Ter zitting van het Hof heeft verzoeker dit nog aangevuld met de mededeling dat zijn vader hem vaak sloeg, dat zijn vader nooit voor hem opkwam en dat zijn vader zijn broers voortrok. Hij wil zich losmaken van zware herinneringen.
3.5.
Uit het voorgaande volgt dat de bestreden beschikking moet worden vernietigd. Het Hof zal de voornaamswijziging gelasten.
3.6.
Artikel 1:20e BW schrijft voor dat de griffier van het Hof een afschrift van de beschikking stuurt naar de ambtenaar van de burgerlijke stand in Curaçao. De ambtenaar van de burgerlijke stand zal vervolgens een latere vermelding toevoegen aan verzoekers geboorteakte (artikelen 1:20 lid 1 en 20a lid 1 BW).
Beslissing
Het Hof:
- vernietigt de bestreden beschikking, en opnieuw rechtdoende:
- ge1ast de wijziging van de eerste voornaam ‘[voornaam]’ van verzoeker[verzoeker], geboren op [geboortedatum] 1965 in [geboorteplaats], cedula 1965.[sedula nummer], in: [naam];
- draagt de griffier op deze beschikking toe te zenden aan de ambtenaar van de burgerlijke stand in Curaçao.
Deze beschikking is gegeven door mrs.

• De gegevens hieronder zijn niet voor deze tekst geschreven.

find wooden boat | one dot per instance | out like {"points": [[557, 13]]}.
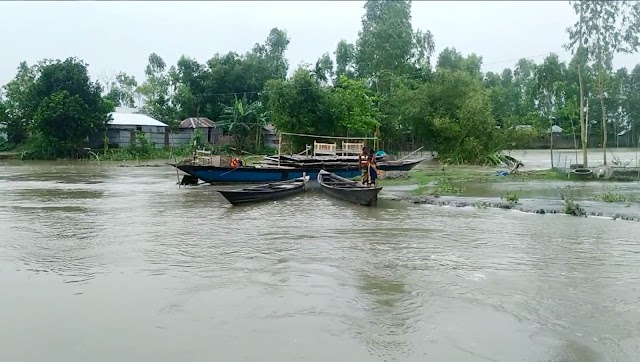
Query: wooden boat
{"points": [[268, 192], [347, 190], [328, 162], [267, 174]]}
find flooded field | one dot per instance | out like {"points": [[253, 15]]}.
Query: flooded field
{"points": [[107, 263]]}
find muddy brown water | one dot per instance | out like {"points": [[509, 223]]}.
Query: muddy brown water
{"points": [[104, 263]]}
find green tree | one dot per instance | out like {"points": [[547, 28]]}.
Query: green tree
{"points": [[122, 91], [69, 108], [345, 59], [603, 29], [632, 103], [240, 118], [19, 103], [301, 105], [158, 92], [355, 107]]}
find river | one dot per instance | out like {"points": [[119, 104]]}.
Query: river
{"points": [[107, 263]]}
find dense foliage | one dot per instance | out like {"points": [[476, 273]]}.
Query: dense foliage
{"points": [[382, 84]]}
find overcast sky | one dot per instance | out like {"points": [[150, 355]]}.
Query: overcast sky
{"points": [[114, 36]]}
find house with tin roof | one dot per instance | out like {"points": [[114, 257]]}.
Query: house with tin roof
{"points": [[122, 128], [188, 127]]}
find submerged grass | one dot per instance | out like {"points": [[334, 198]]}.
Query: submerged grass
{"points": [[449, 180]]}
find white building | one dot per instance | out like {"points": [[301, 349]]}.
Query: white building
{"points": [[121, 129]]}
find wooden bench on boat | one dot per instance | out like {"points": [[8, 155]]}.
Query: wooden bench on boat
{"points": [[351, 148], [324, 148], [347, 190]]}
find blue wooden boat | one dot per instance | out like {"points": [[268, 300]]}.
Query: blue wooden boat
{"points": [[250, 174]]}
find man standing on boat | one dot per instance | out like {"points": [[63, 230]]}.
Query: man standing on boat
{"points": [[363, 162], [372, 169]]}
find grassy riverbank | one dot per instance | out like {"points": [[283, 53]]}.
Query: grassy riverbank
{"points": [[474, 181], [432, 175]]}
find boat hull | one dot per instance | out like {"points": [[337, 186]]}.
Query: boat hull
{"points": [[245, 196], [354, 193], [214, 174], [399, 165]]}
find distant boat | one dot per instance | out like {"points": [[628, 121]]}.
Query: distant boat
{"points": [[268, 192], [347, 190]]}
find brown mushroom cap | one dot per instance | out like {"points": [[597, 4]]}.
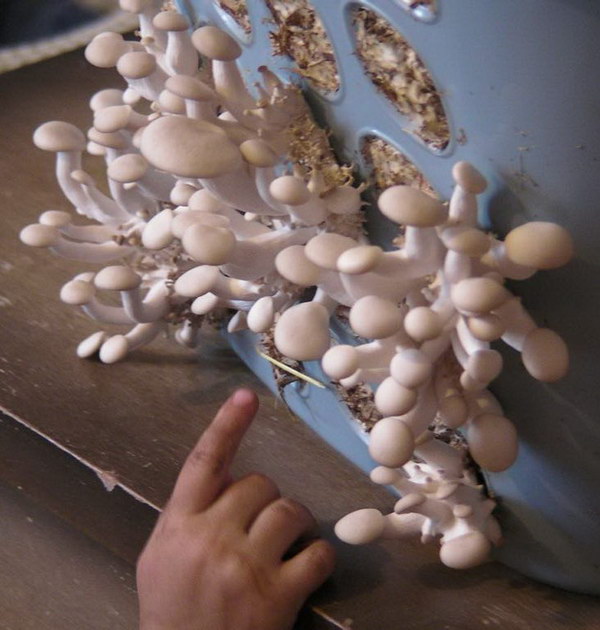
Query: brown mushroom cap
{"points": [[422, 323], [290, 190], [127, 168], [408, 206], [110, 140], [294, 266], [106, 98], [391, 442], [374, 317], [493, 441], [302, 332], [185, 86], [539, 244], [360, 259], [325, 249], [170, 21], [478, 295], [214, 43], [58, 136], [117, 278], [208, 244], [258, 153], [466, 551], [105, 49], [469, 178], [189, 148], [136, 65], [37, 235], [545, 355]]}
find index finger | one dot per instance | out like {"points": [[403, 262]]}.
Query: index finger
{"points": [[206, 469]]}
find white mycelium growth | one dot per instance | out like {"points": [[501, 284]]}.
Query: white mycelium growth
{"points": [[206, 212]]}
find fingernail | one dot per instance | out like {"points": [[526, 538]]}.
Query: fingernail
{"points": [[242, 397]]}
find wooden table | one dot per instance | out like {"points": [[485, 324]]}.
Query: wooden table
{"points": [[134, 422]]}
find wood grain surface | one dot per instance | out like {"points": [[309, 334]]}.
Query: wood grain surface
{"points": [[135, 421]]}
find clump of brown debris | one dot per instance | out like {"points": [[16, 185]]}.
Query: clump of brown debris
{"points": [[395, 68], [301, 35]]}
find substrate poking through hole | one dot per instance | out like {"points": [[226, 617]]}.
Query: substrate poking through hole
{"points": [[396, 70], [301, 35], [238, 10], [390, 167]]}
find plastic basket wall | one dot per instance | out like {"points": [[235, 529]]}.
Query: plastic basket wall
{"points": [[519, 83]]}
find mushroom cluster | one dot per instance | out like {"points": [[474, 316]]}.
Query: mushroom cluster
{"points": [[208, 212]]}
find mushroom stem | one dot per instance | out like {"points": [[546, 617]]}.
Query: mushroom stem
{"points": [[154, 306]]}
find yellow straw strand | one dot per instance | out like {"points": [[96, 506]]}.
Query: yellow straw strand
{"points": [[287, 368]]}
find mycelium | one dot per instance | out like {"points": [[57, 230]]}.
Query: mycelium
{"points": [[224, 199]]}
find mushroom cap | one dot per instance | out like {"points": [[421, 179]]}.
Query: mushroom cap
{"points": [[205, 304], [383, 476], [343, 200], [393, 399], [468, 177], [136, 65], [110, 140], [90, 345], [478, 295], [197, 281], [294, 266], [127, 168], [374, 317], [360, 259], [106, 98], [360, 527], [170, 103], [422, 323], [185, 86], [484, 365], [545, 355], [112, 118], [290, 190], [58, 136], [411, 368], [493, 441], [38, 235], [77, 292], [206, 202], [325, 249], [184, 220], [466, 551], [209, 245], [56, 218], [114, 349], [466, 240], [189, 148], [214, 43], [453, 411], [302, 332], [539, 244], [181, 193], [409, 206], [157, 233], [170, 21], [340, 362], [391, 442], [258, 153], [105, 49], [117, 278], [486, 327], [261, 315]]}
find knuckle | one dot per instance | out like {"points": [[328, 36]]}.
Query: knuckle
{"points": [[204, 456], [264, 483]]}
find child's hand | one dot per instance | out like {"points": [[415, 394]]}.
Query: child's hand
{"points": [[214, 560]]}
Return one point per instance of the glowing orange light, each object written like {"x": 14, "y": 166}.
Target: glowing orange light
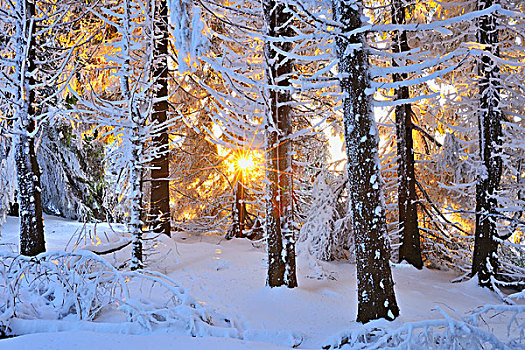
{"x": 245, "y": 162}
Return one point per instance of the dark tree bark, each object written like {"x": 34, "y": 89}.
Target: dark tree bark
{"x": 410, "y": 249}
{"x": 28, "y": 172}
{"x": 279, "y": 214}
{"x": 375, "y": 287}
{"x": 485, "y": 259}
{"x": 160, "y": 193}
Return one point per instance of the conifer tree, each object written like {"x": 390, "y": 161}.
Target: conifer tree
{"x": 375, "y": 287}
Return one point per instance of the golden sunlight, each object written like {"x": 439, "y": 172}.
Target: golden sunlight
{"x": 244, "y": 162}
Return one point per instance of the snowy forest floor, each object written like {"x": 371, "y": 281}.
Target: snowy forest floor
{"x": 229, "y": 278}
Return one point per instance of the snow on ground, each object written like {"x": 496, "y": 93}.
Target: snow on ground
{"x": 229, "y": 278}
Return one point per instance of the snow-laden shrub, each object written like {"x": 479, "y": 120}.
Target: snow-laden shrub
{"x": 475, "y": 331}
{"x": 82, "y": 286}
{"x": 324, "y": 235}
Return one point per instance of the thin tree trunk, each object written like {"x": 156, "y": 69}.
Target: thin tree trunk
{"x": 160, "y": 193}
{"x": 485, "y": 260}
{"x": 28, "y": 172}
{"x": 410, "y": 249}
{"x": 279, "y": 215}
{"x": 135, "y": 222}
{"x": 375, "y": 287}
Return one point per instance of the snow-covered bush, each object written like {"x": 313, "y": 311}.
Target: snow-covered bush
{"x": 82, "y": 286}
{"x": 324, "y": 234}
{"x": 73, "y": 183}
{"x": 474, "y": 331}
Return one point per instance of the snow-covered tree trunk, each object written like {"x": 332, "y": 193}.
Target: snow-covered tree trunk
{"x": 485, "y": 260}
{"x": 279, "y": 215}
{"x": 410, "y": 249}
{"x": 239, "y": 208}
{"x": 375, "y": 287}
{"x": 28, "y": 172}
{"x": 135, "y": 221}
{"x": 160, "y": 193}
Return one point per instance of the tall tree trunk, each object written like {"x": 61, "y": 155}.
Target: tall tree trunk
{"x": 28, "y": 172}
{"x": 485, "y": 260}
{"x": 410, "y": 249}
{"x": 239, "y": 209}
{"x": 160, "y": 192}
{"x": 135, "y": 221}
{"x": 375, "y": 287}
{"x": 279, "y": 215}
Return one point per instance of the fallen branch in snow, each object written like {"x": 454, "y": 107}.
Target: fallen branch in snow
{"x": 81, "y": 286}
{"x": 60, "y": 291}
{"x": 447, "y": 333}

J. de Boer, E.A. Saleh en G.C.C. Lewin, leden van het Gemeenschappelijk Hof van Justitie van Aruba, Curaçao, Sint Maarten en van Bonaire, Sint Eustatius en Saba en ter openbare terechtzitting van het Hof in Curaçao uitgesproken op 11 oktober 2022, in tegenwoordigheid van de griffier.